A vista, riferisce Dell'Acqua, "c'é un velo sottile sull'acqua" e qualche macchia sporadica che viaggia al centro del Po verso la foce, ma "come Protezione civile abbiamo fermato l'onda di catrame, poteva avvenire quello che è successo sul Danubio, ma lo abbiamo evitato". "Sono state recuperate almeno 500 tonnellate, la quasi totalità degli oli pesanti e del catrame riversati - quantifica il dirigente - ce ne saranno ancora pochi da raccogliere dalle sponde del Po, in acqua praticamente non più, se non quel velo sottile". "È chiaro - ammette Dell'Acqua - che di gasolio sul fiume ce n'é ancora, nessuno dice diversamente, però le analisi non superano lo 0,2 milligrammi per litro di idrocarburi".
Secondo Zanellato, "gli sbarramenti sul ramo del Po di Tolle e sul ramo del Po di Gnocca sono stati inefficaci: fra poco pioverà ed è annunciato vento di scirocco, ci sarà uno stagnamento dell' acqua nelle lagune, un problema gravissimo per la nostra pesca", il rischio è che l'inquinamento sedimenti.
"Come mai - chiede - c'é disparità di giudizio fra quanto sostiene il Cnr e quanto dice Bertolaso, perché quest'ultimo dice che non ci sono problemi?

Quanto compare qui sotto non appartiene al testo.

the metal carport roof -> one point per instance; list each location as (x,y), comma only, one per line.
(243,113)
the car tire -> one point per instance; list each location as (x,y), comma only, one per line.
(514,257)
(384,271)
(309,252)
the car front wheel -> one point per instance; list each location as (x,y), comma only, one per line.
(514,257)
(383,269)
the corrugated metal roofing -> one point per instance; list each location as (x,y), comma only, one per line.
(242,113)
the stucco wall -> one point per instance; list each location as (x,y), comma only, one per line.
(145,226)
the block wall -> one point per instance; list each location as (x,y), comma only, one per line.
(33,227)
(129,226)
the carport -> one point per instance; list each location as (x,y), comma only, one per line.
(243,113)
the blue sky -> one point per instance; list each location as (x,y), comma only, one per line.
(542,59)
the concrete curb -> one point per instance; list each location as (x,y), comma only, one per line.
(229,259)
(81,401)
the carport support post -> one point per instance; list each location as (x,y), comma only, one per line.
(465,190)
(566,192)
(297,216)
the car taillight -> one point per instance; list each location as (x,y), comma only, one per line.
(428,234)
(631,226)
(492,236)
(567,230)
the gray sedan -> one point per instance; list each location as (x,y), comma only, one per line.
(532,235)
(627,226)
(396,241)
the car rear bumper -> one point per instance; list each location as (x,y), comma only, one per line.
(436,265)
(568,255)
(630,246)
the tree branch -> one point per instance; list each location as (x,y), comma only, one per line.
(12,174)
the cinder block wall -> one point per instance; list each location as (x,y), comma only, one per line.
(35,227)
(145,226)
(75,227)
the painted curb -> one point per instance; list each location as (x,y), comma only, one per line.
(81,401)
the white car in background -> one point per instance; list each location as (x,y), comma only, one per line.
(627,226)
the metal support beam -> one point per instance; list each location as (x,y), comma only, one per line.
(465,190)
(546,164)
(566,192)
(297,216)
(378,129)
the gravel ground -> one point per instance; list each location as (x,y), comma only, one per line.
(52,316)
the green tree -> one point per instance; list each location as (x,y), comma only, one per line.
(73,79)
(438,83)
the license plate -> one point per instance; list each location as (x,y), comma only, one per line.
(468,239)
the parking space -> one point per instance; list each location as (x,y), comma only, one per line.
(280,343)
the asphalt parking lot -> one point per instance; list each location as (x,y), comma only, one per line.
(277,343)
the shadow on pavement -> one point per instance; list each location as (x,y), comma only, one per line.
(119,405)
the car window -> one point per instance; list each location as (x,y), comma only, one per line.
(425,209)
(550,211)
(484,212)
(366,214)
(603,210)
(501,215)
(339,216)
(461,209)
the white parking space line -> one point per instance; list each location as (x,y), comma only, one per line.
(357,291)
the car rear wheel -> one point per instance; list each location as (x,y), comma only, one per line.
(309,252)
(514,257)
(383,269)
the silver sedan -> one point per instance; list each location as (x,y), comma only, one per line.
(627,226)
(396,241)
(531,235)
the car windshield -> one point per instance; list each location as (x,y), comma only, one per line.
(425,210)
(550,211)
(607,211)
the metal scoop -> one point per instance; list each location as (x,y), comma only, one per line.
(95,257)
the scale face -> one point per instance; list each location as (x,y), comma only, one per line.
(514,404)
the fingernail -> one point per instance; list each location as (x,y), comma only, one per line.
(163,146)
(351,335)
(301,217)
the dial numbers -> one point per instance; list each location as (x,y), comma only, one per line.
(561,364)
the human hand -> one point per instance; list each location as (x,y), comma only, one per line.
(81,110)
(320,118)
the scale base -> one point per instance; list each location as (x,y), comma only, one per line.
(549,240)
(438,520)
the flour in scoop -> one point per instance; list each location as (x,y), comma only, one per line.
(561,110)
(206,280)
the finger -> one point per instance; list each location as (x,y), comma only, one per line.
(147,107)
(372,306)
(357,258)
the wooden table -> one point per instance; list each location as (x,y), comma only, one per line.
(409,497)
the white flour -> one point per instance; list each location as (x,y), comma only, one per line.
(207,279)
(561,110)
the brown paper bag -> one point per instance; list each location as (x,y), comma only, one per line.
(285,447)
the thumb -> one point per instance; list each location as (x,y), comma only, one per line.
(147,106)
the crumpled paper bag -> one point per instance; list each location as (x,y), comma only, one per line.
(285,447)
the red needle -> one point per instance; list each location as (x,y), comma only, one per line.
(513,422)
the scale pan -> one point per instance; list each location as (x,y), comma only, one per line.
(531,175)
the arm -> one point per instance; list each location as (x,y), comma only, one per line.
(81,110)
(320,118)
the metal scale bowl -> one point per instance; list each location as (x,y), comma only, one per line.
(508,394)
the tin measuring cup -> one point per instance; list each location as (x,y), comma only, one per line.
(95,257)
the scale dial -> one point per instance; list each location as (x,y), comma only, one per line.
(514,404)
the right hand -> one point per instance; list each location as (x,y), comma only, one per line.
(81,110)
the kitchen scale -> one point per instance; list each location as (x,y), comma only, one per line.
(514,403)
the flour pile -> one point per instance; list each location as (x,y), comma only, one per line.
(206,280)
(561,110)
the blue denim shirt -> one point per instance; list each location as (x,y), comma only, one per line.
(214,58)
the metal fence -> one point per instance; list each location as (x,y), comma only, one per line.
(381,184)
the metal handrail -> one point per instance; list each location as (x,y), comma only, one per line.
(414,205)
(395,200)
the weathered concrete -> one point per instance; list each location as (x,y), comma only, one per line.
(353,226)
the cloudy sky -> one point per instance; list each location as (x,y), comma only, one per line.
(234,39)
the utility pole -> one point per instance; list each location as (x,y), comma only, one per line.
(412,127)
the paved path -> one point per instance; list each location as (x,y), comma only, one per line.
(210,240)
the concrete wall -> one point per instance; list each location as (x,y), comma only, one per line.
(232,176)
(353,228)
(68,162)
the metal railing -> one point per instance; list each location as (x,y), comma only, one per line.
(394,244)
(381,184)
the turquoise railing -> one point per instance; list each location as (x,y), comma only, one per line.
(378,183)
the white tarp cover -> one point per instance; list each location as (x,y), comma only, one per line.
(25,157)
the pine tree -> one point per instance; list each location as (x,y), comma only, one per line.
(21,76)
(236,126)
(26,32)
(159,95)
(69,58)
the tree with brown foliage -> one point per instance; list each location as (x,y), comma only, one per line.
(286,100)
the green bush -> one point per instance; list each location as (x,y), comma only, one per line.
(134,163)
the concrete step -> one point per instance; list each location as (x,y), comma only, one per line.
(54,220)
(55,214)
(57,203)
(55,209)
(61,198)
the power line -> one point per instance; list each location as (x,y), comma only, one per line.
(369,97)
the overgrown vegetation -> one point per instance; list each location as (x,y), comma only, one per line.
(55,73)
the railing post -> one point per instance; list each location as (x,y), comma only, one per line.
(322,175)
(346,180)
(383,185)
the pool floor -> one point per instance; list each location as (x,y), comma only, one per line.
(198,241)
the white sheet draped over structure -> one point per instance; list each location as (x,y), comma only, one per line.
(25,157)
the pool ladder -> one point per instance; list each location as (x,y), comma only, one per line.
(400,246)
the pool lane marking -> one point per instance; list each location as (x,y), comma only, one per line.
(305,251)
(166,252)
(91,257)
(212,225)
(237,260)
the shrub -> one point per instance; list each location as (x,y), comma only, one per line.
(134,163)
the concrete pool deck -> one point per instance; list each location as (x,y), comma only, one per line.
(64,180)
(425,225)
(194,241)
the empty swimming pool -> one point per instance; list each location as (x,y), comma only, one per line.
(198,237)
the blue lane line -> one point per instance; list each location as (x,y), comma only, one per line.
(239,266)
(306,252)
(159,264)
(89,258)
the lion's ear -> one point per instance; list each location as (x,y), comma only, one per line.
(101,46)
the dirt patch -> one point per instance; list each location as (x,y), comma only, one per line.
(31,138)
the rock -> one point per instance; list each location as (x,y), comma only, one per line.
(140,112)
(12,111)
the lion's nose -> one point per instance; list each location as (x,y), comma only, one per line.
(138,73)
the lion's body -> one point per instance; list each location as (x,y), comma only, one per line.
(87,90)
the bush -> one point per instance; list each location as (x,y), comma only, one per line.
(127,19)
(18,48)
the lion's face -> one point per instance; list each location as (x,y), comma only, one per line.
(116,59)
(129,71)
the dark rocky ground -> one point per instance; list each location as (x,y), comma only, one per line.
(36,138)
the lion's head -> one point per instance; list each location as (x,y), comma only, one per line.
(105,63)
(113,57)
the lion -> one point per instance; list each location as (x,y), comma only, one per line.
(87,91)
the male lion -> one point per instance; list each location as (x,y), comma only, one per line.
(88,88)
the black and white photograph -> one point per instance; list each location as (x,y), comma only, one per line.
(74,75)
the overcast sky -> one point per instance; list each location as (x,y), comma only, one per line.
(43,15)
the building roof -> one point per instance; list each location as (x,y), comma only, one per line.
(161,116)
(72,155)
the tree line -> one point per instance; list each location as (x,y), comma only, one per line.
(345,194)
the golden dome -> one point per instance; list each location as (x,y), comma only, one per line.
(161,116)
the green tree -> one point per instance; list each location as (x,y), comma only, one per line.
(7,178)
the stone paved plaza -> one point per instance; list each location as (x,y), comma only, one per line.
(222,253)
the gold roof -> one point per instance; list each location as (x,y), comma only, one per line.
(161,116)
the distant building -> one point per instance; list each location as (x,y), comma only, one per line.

L'Istituto di ricerca sulle acque del Cnr dice invece che ci sarà un impatto inevitabile in Adriatico, da valutare a emergenza superata".
"Quello che succederà nei vari ecosistemi - ammette Dell'Acqua - lo potremo dire solo tra alcune settimane, dopo che si faranno analisi delle acque, dei terreni e sulle sponde".